Amazon Product Reviews Sentiment Analysis (Egyptian Arabic)
? Project Description
This project focuses on building a complete sentiment analysis pipeline for Amazon product reviews written in Egyptian Arabic dialect.
The work covers the full NLP workflow starting from data collection, passing through text preprocessing, feature engineering, and ending with training and evaluating a machine learning model for sentiment classification.
The goal of the project is to accurately understand customer opinions expressed in Egyptian Arabic, which is often challenging due to slang, informal spelling, and dialectal variations.
⚙️ Project Implementation Stages
1️⃣ Data Collection
Collected Amazon product reviews dataset written in Arabic.

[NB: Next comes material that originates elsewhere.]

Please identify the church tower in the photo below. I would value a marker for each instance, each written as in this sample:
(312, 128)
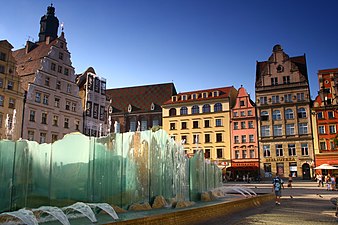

Filtered and prepared the data to focus on Egyptian dialect reviews.
Organized reviews with their corresponding sentiment labels.
2️⃣ Data Cleaning & Preprocessing
Removed noise such as punctuation, special characters, numbers, and URLs.
Normalized Arabic text (unifying characters like أ / ا / إ).
Removed stopwords specific to Arabic.
Tokenized text to prepare it for feature extraction.
3️⃣ Feature Engineering
Converted text data into numerical representations using TF-IDF.
Experimented with different n-gram configurations to capture contextual sentiment patterns.
4️⃣ Model Building
Trained a Support Vector Machine (SVM) classifier for sentiment analysis.
Tuned model parameters to improve classification performance on dialectal Arabic text.
5️⃣ Model Evaluation
Evaluated the model using accuracy and classification metrics.
Analyzed model behavior across different sentiment classes.
?️ Technologies & Tools
Python
scikit-learn
NLTK
pandas & NumPy
TF-IDF Vectorization
SVM Classifier
? Project Outcomes
Built a reliable sentiment analysis model for Egyptian Arabic reviews.
Demonstrated the full NLP lifecycle from raw text to trained ML model.
Highlighted the challenges and solutions when working with Arabic dialects in NLP tasks.
? Use Cases
Understanding customer satisfaction from Arabic product reviews.
Supporting e-commerce decision-making using sentiment insights.
Academic and applied NLP research on Arabic dialects.